Once inside the Caracas station, Daddy disappears, and, after a bit, we see him beckoning to us from in among a crowd of vehicles, all very comfortable and well-appointed, and we sidle along among the noisy South American cabbies, and jump into the selected carriage.
Now, what was said to the cabby, I’ll never know; but we were no sooner in that carriage than the horses started on a dead run, rattlety-bang, whackety-whack, jigglety-jagglety, over stones and ruts, through the city of Caracas. Up the hill we tore, and all I could see from under the low, buggy-like canopy was the bottom of things sailing by in a cloud of dust. Every now and then we struck a street-car track on the wrong angle, and off we would slew, still on the run, with one wheel in the track and the other anywhere but in the right place, for half a block or so, and then no sooner well under way again, than we would all but smash to pieces some peaceful cab, jogging toward us from the opposite direction. A train of donkeys, coming from the market, on the way home to the mountains with empty baskets, narrowly escapes sudden death at our furious onslaught; and I can yet hear their little feet pattering off and the tinkle of the leader’s bell, as his picturesque little nose just misses our big clumsy wheel. In a jumble we see the small feet of the passers-by, and so we jerk along until all at once we stop with a bump at the Gran Hotel de Caracas.
There we wait in the garden while our recklessly independent men seek lodgings. None to be had! Off we gallop toward another inn, catch glimpses of a square, stop again, wait in the carriage, and find the standing still very delightful. In a few minutes, our bold leaders return with the look we know so well,—jubilant and hopeful. Beautiful rooms, fine air, clean beds, sumptuous parlours, and all that,—you know how it reads.

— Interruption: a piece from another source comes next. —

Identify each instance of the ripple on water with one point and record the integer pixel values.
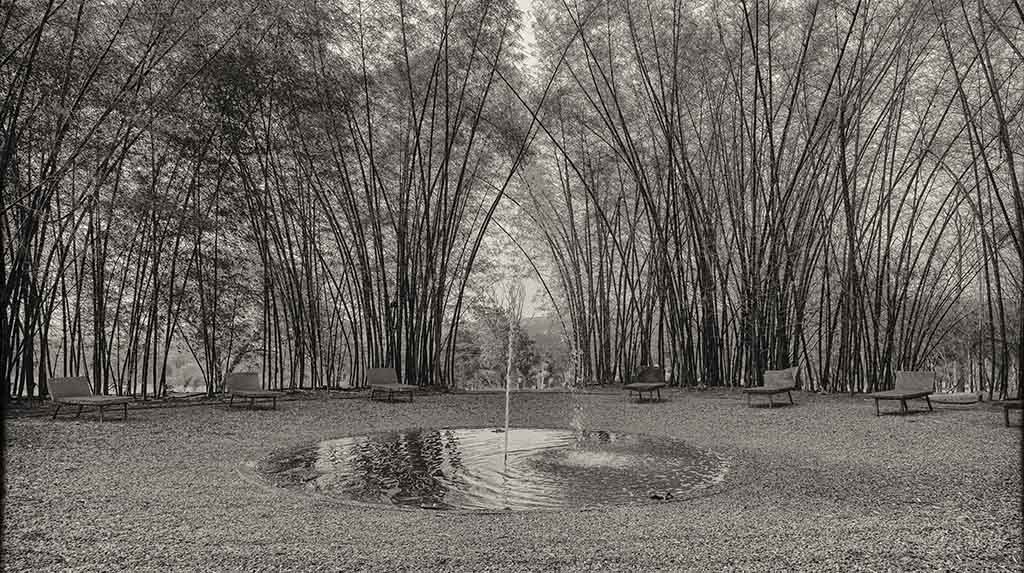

We enter the Gran Hotel de Venezuela.
V.
May I be forgiven if I leave the path of calm discretion for once, or how would it do to leave out the Gran Hotel de Venezuela altogether, and turn the page to where the mountains begin? But, you see, if we leave out the Gran Hotel de Venezuela, we should have to leave out Caracas, and that would never do at all.
There was one member of our party who never sat down to a meal that he did not declare it was the finest he had ever eaten in his life. This faculty of taking things as they come, conforming gracefully to the customs of a country, is, perhaps,—next to unselfishness,—the most enviable trait in the traveller. Well might it be applied, as we begin the search for our rooms in the Gran Hotel de Venezuela. We climb a wide, winding, dirty stairway, pass through the sumptuously dusty parlour, up another flight of the same kind, only narrower and dustier and darker. An English housekeeper leads the way, and some one exclaims (Oh, the blessed charity of that soul!): “How pleasant to find a neat English woman in charge of the Gran Hotel de Venezuela!”
It has never been clear to me just what state of mind could have inspired that remark; whether it was a momentary blindness, occasioned by the mad drive, or a kind of temporary delirium, from the sudden consciousness of power over perplexing foreign relations; or whether it was merely the natural outburst of an angelic disposition, I could never quite make out. But those are the identical words he used: “How pleasant to find a neat English woman at the head of affairs in the Gran Hotel de Venezuela.”
The “neat English woman” had dull, reddish, grayish hair, stringing in thin, stray locks from a lopsided, dusty knot on the top of her head. She had freckles, and teeth that clicked when she smiled. A time-bedraggled calico gown swung around her lean bones, and at her side she carried a bunch of keys, one of which she slipped up to the top into a wobblety door, and ushered us into our “apartments.”
The “neat English housekeeper” fitted into that room to a dot. It was gray, and red, and wobblety, and she was gray, and red, and wobblety.